En 2020, Vincent Le Roux, directeur général du restaurant Paul Bocuse et de l’Abbaye de Collonges lui propose de prendre le poste de sommelier exécutif de cette maison « amie » de Loiseau. « Il y a des opportunités qui chamboulent, que l’on peut difficilement refuser. Bocuse, c’est la maison des MOF, une chance de donner une vraie visibilité à mon métier de sommelier. Sur place, j’ai retrouvé un ancien de chez Loiseau, Benoît Charvet, champion du monde des desserts glacés 2018 ». Toutefois, si l’expérience se veut riche en rencontres humaines et en expériences, elle est de courte durée, puisque 18 mois plus tard, Bérangère Loiseau l’appelle pour lui proposer un retour au « nid » sédélociens pour incarner un des visages de la dynamique « Ancrage 2023 » qui acte l’arrivée de la nouvelle génération Loiseau, avec Bérangère, comme vice-présidente du groupe, Blanche en cuisine aux côtés de Patrick Bertron, et Bastien au poste d’administrateur du groupe.

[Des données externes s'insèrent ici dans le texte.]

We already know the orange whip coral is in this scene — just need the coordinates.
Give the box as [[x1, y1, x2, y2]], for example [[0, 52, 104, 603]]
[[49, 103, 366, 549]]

Celui qui se dit « tatoué Loiseau », accepte aussitôt : « J’ai un profond respect pour cette maison. C’est un Versailles, une Notre Dame de Paris, c’est une atmosphère, une histoire irremplaçable, inspirante, une continuité, une transmission avec un esprit toujours novateur. Je reviens avec cette ambition d’aider cette jeunesse, cet avenir en devenir, de leur partager mon expérience, cette somme d’erreur résolue, d’être le garant de l’ADN Loiseau, de ses valeurs de convivialité, de résilience et d’excellence, d’être finalement un passeur, car comme le disait Bernard Loiseau : “ici, nous ne sommes que des locataires” ».